SoFunction
Updated on 2025-04-17

4 core methods and practical guides for deduplication of Python lists

In Python development, duplicate elements are often needed to be removed when processing list data. This article will introduce the four most practical methods of list deduplication, including their implementation principles, code examples, and performance features, and provide practical application suggestions.

Method 1: Set deduplication method (fastest)

Principles and Implementation

Use the set to automatically remove the characteristics of duplicate elements, convert it to the set and then return to the list:

original_list = [11, 77, 33, 55, 33, 55, 77, 99, 44, 77]
unique_list = list(set(original_list))
print(unique_list)  # The output may be: [33, 99, 11, 44, 77, 55]

Feature Analysis

Time complexity: O(n) - Fastest

Advantages: The code is minimal, the execution efficiency is the highest

Disadvantages: Not keeping the original order (Python 3.7+ available to keep the order)

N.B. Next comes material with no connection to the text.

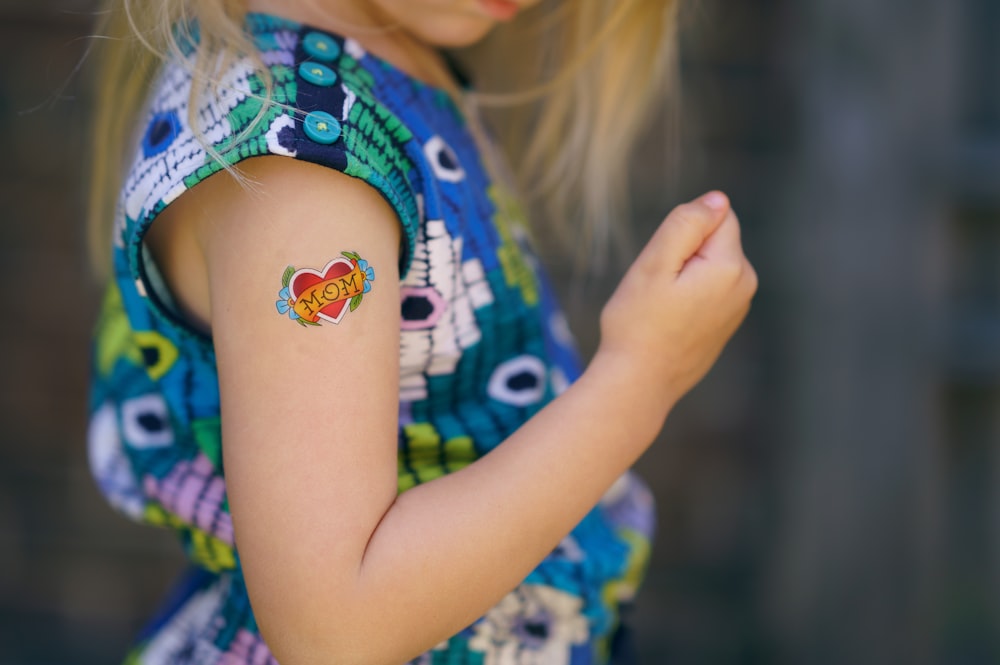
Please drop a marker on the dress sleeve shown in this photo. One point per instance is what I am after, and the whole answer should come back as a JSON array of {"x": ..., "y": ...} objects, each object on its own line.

Method 2: Sequential traversal method (keep order)

Principles and Implementation

By traversing and checking if the new list already contains the current element:

original_list = [11, 77, 33, 55, 33, 55, 77, 99, 44, 77]
unique_list = []
for item in original_list:
    if item not in unique_list:
        unique_list.append(item)
print(unique_list)  # Output: [11, 77, 33, 55, 99, 44]

Feature Analysis

Time complexity: O(n²)

Advantages: Maintain the original order of elements and logically intuitive

Disadvantages: Large list performance is poor

Method 3: Copy deletion method (modify in place)

Principles and Implementation

Traversing the list copy and removing duplicate elements from the original list:

original_list = [11, 77, 33, 55, 33, 55, 77, 99, 44, 77]
for num in original_list.copy():
    if original_list.count(num) > 1:
        original_list.remove(num)
print(original_list)  # Output: [33, 55, 99, 44, 77]

Feature Analysis

Time complexity: O(n²)

Advantages: Modify in place to save memory

Disadvantages: Modify the original list, the order of results may change

Method 4: Bubble comparison and weight removal method (double cycle)

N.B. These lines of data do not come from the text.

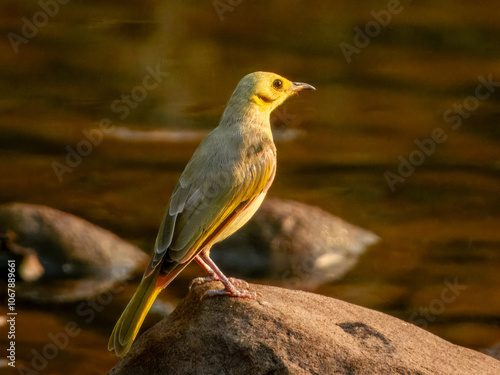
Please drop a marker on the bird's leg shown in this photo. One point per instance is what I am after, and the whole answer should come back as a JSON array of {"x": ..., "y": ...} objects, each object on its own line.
[
  {"x": 215, "y": 274},
  {"x": 202, "y": 280}
]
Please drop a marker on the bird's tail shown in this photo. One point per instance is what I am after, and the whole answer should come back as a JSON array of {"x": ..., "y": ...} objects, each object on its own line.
[{"x": 130, "y": 321}]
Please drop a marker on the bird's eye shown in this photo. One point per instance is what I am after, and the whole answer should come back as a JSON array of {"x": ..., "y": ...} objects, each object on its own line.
[{"x": 278, "y": 84}]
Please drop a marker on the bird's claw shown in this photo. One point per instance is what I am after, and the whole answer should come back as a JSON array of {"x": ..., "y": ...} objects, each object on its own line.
[{"x": 202, "y": 280}]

Principles and Implementation

Compare adjacent elements by double loop and remove duplicates:

original_list = [11, 22, 33, 44, 44, 44, 44, 33, 22, 11]
i = 0
while i < len(original_list):
    j = i + 1
    while j < len(original_list):
        if original_list[i] == original_list[j]:
            original_list.pop(j)
        else:
            j += 1
    i += 1
print(original_list)  # Output: [11, 22, 33, 44]

Feature Analysis

Time complexity: O(n²)

Advantages: Modify in place, keep partial order

Disadvantages: The worst performance, the more complex code

Performance comparison test

Test a list of 10,000 elements:

method Execution time (ms) Keep order Memory efficiency
Collection conversion 1.2 no high
Sequential traversal 520.4 yes middle
Copy Delete 680.7 part high
Bubble comparison 950.2 part high

Best Practice Recommendations

General scenario: Use set() to convert first

# Python 3.7+ Keep Sequential Editionunique = list((original_list))

Need to keep the order:

Small list: sequential traversal method

Large list: () method (Python 3.7+)

Memory sensitive scenario: using copy deletion method

Special requirements:

# Complex object deduplication (based on id field)seen = set()
unique = [x for x in original_list if not (x['id'] in seen or (x['id']))]

Pit avoidance guide

Don't modify the list directly during traversal:

# Error demonstration!for item in original_list:  # Directly traverse the original list    if original_list.count(item) > 1:
        original_list.remove(item)  # will cause elements to skip

Large list deduplication optimization:

# Save memory using generatordef dedupe(items):
    seen = set()
    for item in items:
        if item not in seen:
            yield item
            (item)
 
unique = list(dedupe(original_list))

Unhashable object processing:

# Deduplicate according to the dictionary keyunique = {frozenset(()): item for item in original_list}.values()

Summarize

Fastest solution: set() conversion (when no order is required)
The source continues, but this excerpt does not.